Taya Hanson

Personal information
- Born: June 14, 2000 (age 25) Kelowna, British Columbia, Canada
- Nationality: Canadian
- Listed height: 5 ft 11 in (1.80 m)

Career information
- High school: Kelowna Secondary School
- College: Arizona State (2018–2022) Oregon (2022–2023)
- Position: Guard
- Number: 0

= Taya Hanson =

Canadian basketball player

Taya Hanson (born June 14, 2000) is a Canadian former basketball player who played college basketball for Arizona State and Oregon. She was also a member of the Canada women's national basketball team.

== College career ==
Hanson began her collegiate career at Arizona State. On January 1, 2021, she tied the ASU program record with seven three-pointers made in a game against California. She was subsequently named Canada Basketball’s Player of the Week for the week ending January 3, 2021. During the 2020–21 season in her junior year, she Led ASU in scoring (12.6), 3-pointers (62), steals (1.4) and free throw percentage (84.8), and ranked third in rebounding (4.3 rpg) and fourth in assists (1.4). She was subsequently named All-Pac-12 honorable mention and Pac-12 All-Defense honorable mention.

On March 29, 2022, Hanson announced she would enter the transfer portal. During her career at ASU she appeared in all 114 games while making 62 starts. She recorded 739 career points, 296 rebounds and 144 three-pointers made. On April 5, 2022, she announced she was transferring to Oregon for the 2022–23 season.

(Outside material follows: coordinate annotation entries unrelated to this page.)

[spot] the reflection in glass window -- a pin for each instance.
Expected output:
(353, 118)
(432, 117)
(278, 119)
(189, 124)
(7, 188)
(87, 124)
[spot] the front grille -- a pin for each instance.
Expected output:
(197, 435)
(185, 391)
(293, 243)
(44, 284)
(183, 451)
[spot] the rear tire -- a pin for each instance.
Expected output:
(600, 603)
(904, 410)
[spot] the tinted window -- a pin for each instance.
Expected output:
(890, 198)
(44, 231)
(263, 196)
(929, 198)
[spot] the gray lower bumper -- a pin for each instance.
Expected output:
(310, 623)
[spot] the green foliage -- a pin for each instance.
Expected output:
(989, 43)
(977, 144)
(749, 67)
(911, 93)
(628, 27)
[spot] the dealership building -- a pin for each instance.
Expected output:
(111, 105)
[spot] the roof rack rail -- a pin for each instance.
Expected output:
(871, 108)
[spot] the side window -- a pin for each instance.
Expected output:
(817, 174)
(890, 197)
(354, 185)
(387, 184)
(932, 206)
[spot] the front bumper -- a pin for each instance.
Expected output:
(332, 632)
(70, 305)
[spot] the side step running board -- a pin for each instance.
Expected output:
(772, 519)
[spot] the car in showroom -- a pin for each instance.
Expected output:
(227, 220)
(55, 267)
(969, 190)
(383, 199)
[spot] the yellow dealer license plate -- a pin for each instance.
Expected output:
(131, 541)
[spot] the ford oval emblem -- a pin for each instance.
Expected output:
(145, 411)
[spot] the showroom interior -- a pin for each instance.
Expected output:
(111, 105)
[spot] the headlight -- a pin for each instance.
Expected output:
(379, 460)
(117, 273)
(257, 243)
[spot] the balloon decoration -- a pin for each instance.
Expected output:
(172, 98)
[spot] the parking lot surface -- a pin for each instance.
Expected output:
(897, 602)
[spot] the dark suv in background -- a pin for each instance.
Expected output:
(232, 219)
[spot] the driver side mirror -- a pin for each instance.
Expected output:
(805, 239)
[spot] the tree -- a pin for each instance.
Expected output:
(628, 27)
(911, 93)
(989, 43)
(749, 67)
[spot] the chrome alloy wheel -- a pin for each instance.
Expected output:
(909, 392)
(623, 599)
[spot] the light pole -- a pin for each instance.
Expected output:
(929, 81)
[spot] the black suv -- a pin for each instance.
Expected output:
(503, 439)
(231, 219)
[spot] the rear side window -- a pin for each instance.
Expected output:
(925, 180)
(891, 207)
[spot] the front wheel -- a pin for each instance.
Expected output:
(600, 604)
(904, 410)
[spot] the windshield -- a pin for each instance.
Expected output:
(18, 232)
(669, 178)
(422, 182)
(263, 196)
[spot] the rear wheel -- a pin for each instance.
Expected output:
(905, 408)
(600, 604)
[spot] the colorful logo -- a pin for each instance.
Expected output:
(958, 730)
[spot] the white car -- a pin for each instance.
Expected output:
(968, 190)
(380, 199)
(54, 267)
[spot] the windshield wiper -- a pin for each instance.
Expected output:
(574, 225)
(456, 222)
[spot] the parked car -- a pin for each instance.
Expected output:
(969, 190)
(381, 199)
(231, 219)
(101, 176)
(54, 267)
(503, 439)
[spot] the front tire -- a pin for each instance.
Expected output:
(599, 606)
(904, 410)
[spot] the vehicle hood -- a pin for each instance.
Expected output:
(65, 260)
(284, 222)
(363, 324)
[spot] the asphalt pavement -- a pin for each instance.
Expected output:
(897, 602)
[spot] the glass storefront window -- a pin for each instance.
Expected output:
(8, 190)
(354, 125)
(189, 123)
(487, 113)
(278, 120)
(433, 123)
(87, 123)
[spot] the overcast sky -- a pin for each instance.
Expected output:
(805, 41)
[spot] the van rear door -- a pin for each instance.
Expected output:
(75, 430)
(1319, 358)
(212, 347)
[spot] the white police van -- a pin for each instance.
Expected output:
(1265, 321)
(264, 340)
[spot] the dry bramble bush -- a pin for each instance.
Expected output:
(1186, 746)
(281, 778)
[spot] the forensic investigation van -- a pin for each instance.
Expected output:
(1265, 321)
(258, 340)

== National team career ==
Hanson has been a member of the Canada women's national basketball team since 2015. She first competed at the 2015 FIBA Americas U16 Championship and won a gold medal. She represented Canada at the 2018 FIBA Under-18 Women's Americas Championship where she averaged 11.5 points, 4.8 rebounds and 1.7 steals in six games and won a silver medal. On July 12, 2019, she was named to team Canada for the 2019 FIBA Under-19 Women's Basketball World Cup. She averaged 10.7 points in seven games.

On July 18, 2022, she was named to team Canada to compete at the 3x3 basketball tournament at the 2022 Commonwealth Games. She recorded 20 points and 23 rebounds in six games during the tournament and won a gold medal. On September 19, 2022, she was named to team Canada for the 2022 FIBA Women's Basketball World Cup.

===College===

| Year | Team | GP | GS | MPG | FG% | 3P% | FT% | RPG | APG | SPG | BPG | TO | PPG |
| 2018–19 | Arizona State | 33 | 0 | 13.3 | 27.4 | 24.3 | 36.4 | 1.2 | 1.0 | 0.5 | 0.2 | 0.8 | 2.4 |
| 2019–20 | Arizona State | 31 | 12 | 20.8 | 30.2 | 29.0 | 78.9 | 1.9 | 0.8 | 0.6 | 0.1 | 0.9 | 4.6 |
| 2020–21 | Arizona State | 24 | 24 | 31.4 | 33.1 | 34.4 | 84.8 | 4.3 | 1.4 | 1.4 | 0.0 | 2.3 | 12.6 |
| 2021–22 | Oregon | 26 | 26 | 29.8 | 31.1 | 28.9 | 88.7 | 3.7 | 2.1 | 1.2 | 0.6 | 2.5 | 8.3 |
| 2022–23 | Oregon | 35 | 5 | 19.3 | 38.9 | 38.3 | 77.8 | 2.1 | 1.2 | 0.6 | 0.1 | 0.9 | 6.1 |
| Career |  | 149 | 67 | 22.1 | 32.7 | 31.9 | 81.0 | 2.5 | 1.3 | 0.8 | 0.2 | 1.4 | 6.4 |
Statistics gathered from Sports-Reference.